Direct conversion in a magnetic field
Several experiments search for astrophysical axions by the Primakoff effect, which converts axions to photons and vice versa in electromagnetic fields.
 
The Axion Dark Matter Experiment (ADMX) at the University of Washington uses a strong magnetic field to detect the possible weak conversion of axions to microwaves.
ADMX searches the galactic dark matter halo for axions resonant with a cold microwave cavity. ADMX has excluded optimistic axion models in the 1.9–3.53 μeV range. From 2013–2018 a series of upgrades were done and it is taking new data, including at 4.9–6.2 µeV. In December 2021 it excluded the 3.3–4.2 μeV range for the KSVZ model.

Other experiments of this type include DMRadio, HAYSTAC, CULTASK, and ORGAN. HAYSTAC recently completed the first scanning run of a haloscope above 20 µeV.

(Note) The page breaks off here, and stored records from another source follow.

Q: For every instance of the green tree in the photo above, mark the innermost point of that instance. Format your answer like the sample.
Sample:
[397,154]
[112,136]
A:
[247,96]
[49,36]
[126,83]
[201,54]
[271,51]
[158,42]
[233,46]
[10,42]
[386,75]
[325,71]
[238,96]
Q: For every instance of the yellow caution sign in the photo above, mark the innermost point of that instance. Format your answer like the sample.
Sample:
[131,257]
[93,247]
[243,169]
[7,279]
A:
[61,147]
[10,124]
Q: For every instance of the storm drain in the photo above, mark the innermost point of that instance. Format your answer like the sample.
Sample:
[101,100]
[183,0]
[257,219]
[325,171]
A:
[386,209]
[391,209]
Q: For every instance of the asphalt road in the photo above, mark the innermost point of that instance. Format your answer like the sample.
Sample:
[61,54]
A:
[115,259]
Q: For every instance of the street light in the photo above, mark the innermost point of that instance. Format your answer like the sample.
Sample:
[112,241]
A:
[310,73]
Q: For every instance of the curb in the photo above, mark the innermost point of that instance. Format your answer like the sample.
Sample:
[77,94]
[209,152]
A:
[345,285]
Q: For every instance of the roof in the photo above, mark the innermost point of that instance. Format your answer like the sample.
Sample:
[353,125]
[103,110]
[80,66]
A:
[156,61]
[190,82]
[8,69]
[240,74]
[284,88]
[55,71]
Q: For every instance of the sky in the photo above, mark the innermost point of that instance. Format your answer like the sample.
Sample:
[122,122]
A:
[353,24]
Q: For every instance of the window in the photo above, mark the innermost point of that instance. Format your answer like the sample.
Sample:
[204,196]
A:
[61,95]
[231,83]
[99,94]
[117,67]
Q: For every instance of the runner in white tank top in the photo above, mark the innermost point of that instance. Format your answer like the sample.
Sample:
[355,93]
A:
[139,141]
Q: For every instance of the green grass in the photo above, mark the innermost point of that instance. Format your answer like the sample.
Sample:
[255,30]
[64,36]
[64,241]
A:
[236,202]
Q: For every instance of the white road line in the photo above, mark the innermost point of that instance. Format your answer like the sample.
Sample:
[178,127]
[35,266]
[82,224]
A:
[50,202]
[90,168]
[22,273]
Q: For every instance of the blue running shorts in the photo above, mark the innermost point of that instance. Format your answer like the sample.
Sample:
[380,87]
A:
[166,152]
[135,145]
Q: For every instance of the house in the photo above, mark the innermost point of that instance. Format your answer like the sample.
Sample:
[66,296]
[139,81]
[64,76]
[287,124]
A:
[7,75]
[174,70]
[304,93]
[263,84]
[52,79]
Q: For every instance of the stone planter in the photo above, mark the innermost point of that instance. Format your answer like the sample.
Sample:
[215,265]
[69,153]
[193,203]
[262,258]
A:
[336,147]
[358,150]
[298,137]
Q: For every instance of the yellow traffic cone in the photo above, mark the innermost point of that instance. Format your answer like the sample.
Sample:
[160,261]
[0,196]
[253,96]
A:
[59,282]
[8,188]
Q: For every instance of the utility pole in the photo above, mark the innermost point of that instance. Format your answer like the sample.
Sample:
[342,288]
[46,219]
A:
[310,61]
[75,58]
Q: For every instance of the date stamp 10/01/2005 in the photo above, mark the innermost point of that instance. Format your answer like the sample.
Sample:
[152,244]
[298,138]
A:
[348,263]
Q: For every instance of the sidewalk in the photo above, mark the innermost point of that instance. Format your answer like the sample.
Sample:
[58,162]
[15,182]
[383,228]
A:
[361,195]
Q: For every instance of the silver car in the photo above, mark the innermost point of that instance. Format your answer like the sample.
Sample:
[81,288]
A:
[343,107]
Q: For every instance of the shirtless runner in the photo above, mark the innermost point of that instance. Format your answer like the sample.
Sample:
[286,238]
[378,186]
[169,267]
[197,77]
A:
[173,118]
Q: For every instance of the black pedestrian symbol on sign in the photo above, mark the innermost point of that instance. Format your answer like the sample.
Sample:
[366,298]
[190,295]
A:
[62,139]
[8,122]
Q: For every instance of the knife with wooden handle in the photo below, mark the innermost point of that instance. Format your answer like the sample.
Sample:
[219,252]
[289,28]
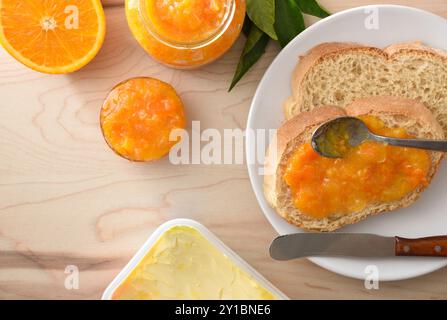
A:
[300,245]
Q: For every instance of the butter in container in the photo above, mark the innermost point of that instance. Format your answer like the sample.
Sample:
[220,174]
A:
[184,260]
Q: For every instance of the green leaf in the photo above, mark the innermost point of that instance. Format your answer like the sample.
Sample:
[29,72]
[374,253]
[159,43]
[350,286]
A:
[246,26]
[313,8]
[253,50]
[289,21]
[262,13]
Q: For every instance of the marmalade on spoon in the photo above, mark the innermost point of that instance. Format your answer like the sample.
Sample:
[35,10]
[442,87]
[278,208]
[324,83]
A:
[369,173]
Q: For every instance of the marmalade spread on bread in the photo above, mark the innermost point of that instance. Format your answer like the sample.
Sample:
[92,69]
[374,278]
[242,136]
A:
[369,173]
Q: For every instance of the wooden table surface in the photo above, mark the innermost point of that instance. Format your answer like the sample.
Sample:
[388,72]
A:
[66,199]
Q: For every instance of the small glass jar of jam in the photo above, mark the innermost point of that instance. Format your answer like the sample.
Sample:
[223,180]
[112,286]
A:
[185,33]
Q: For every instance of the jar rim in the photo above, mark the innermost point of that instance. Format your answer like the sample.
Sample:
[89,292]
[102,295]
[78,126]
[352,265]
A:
[225,23]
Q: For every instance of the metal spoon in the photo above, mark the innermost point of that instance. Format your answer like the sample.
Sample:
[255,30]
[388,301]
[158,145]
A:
[334,138]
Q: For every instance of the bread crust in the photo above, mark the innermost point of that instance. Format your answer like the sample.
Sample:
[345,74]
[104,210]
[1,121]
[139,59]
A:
[326,50]
[298,130]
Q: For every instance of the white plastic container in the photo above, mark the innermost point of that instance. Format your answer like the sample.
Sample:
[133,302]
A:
[152,240]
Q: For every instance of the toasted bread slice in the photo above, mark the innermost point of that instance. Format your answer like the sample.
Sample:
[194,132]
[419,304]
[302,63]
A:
[395,112]
[339,73]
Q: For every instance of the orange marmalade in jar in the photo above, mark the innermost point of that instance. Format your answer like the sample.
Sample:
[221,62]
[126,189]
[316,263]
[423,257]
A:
[185,33]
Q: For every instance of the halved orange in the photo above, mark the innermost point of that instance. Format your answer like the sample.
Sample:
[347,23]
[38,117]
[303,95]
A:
[52,36]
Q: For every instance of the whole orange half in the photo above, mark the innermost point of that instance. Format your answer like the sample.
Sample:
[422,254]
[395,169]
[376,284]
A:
[52,36]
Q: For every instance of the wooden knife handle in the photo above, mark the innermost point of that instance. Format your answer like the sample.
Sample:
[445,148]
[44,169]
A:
[423,247]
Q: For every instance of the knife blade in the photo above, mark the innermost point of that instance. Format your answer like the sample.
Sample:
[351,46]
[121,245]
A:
[300,245]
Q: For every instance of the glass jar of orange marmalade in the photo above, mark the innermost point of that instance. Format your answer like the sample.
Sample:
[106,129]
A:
[185,33]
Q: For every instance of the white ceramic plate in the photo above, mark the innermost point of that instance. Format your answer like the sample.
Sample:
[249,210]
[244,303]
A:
[426,217]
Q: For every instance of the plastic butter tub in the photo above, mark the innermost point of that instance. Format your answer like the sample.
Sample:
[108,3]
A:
[183,260]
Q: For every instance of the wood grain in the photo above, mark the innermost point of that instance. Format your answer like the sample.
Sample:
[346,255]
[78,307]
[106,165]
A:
[66,199]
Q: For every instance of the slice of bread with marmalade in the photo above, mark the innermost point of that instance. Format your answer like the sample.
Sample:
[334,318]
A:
[339,73]
[397,114]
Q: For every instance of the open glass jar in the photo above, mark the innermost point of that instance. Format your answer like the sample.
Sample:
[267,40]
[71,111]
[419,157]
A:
[185,33]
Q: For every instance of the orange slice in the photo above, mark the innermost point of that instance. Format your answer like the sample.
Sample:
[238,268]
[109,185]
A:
[138,116]
[52,36]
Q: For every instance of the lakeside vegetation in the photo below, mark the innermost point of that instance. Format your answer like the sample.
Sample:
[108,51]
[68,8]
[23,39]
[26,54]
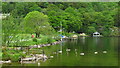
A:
[46,20]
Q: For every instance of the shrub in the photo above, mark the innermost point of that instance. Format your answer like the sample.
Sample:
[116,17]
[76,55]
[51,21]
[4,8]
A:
[50,40]
[5,56]
[15,57]
[43,40]
[34,40]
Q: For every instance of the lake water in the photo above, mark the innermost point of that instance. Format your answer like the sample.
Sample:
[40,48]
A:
[98,51]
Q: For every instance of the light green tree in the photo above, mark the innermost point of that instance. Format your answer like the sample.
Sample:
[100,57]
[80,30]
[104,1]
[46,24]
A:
[36,22]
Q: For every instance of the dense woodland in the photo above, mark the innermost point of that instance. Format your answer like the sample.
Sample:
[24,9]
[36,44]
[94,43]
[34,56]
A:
[78,17]
[47,20]
[74,16]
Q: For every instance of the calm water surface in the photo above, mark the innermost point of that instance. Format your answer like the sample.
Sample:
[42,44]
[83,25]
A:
[86,45]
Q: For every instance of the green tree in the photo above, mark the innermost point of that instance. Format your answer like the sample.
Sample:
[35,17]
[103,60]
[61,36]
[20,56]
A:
[36,22]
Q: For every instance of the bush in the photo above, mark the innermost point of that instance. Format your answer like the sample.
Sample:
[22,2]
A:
[15,57]
[43,40]
[5,56]
[50,40]
[34,40]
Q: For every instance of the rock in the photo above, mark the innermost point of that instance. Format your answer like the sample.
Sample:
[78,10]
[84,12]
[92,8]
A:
[59,51]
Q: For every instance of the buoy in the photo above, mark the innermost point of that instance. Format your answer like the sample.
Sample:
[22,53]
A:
[38,64]
[96,52]
[104,51]
[82,54]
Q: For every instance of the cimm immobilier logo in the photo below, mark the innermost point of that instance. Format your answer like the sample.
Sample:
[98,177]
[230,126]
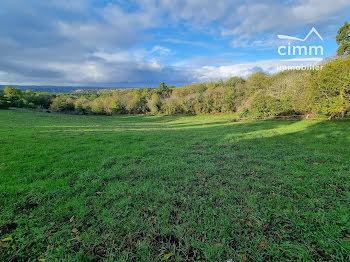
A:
[300,56]
[300,50]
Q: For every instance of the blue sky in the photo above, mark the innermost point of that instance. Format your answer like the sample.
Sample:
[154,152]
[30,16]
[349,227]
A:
[116,43]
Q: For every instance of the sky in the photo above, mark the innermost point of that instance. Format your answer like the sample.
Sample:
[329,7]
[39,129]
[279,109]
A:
[140,43]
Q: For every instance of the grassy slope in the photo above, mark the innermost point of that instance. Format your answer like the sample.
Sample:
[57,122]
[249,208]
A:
[201,188]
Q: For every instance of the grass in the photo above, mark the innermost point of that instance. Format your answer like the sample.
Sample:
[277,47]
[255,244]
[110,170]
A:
[202,188]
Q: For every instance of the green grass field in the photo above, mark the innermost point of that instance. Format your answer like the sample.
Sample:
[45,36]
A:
[181,188]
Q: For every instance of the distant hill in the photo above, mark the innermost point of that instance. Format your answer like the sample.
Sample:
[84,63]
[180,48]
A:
[67,89]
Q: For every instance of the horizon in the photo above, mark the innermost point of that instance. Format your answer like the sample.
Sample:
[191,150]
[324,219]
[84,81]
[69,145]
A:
[117,44]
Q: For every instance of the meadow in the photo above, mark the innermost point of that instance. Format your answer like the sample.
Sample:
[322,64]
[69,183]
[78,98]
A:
[173,188]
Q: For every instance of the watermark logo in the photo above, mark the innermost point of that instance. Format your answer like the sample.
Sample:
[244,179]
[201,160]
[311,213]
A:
[305,55]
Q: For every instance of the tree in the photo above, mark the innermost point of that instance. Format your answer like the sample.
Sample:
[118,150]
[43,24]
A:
[343,39]
[163,90]
[332,88]
[155,103]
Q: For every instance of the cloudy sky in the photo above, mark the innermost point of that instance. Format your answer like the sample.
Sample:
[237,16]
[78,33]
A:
[117,43]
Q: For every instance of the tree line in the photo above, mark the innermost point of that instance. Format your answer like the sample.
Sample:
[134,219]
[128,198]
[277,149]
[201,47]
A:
[325,91]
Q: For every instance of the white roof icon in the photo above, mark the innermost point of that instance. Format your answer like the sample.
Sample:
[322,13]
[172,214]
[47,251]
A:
[313,30]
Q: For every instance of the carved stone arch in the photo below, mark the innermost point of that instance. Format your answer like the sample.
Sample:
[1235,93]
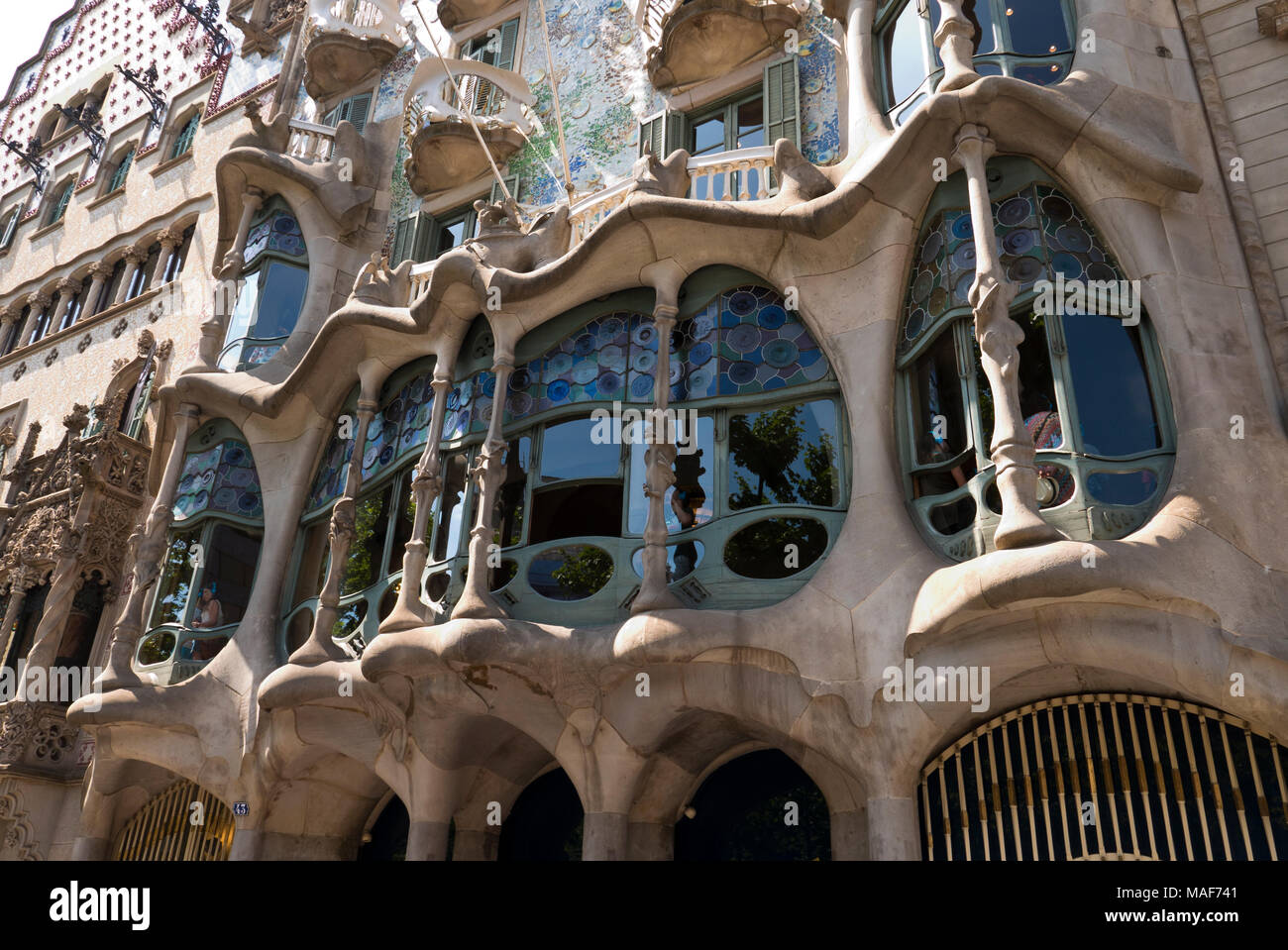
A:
[17,837]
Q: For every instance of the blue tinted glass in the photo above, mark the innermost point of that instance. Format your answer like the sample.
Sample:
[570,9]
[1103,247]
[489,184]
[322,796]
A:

Polarized light in a magnetic field
The Italian PVLAS experiment searches for polarization changes of light propagating in a magnetic field. The concept was first put forward in 1986 by Luciano Maiani, Roberto Petronzio and Emilio Zavattini. A rotation claim in 2006 was excluded by an upgraded setup. An optimized search began in 2014.

Light shining through walls
Another technique is so called "light shining through walls", where light passes through an intense magnetic field to convert photons into axions, which then pass through metal and are reconstituted as photons by another magnetic field on the other side of the barrier. Experiments by BFRS and a team led by Rizzo ruled out an axion cause. GammeV saw no events, reported in a 2008 Physics Review Letter. ALPS I conducted similar runs, setting new constraints in 2010; ALPS II is currently being built in 2022. OSQAR found no signal, limiting coupling and will continue.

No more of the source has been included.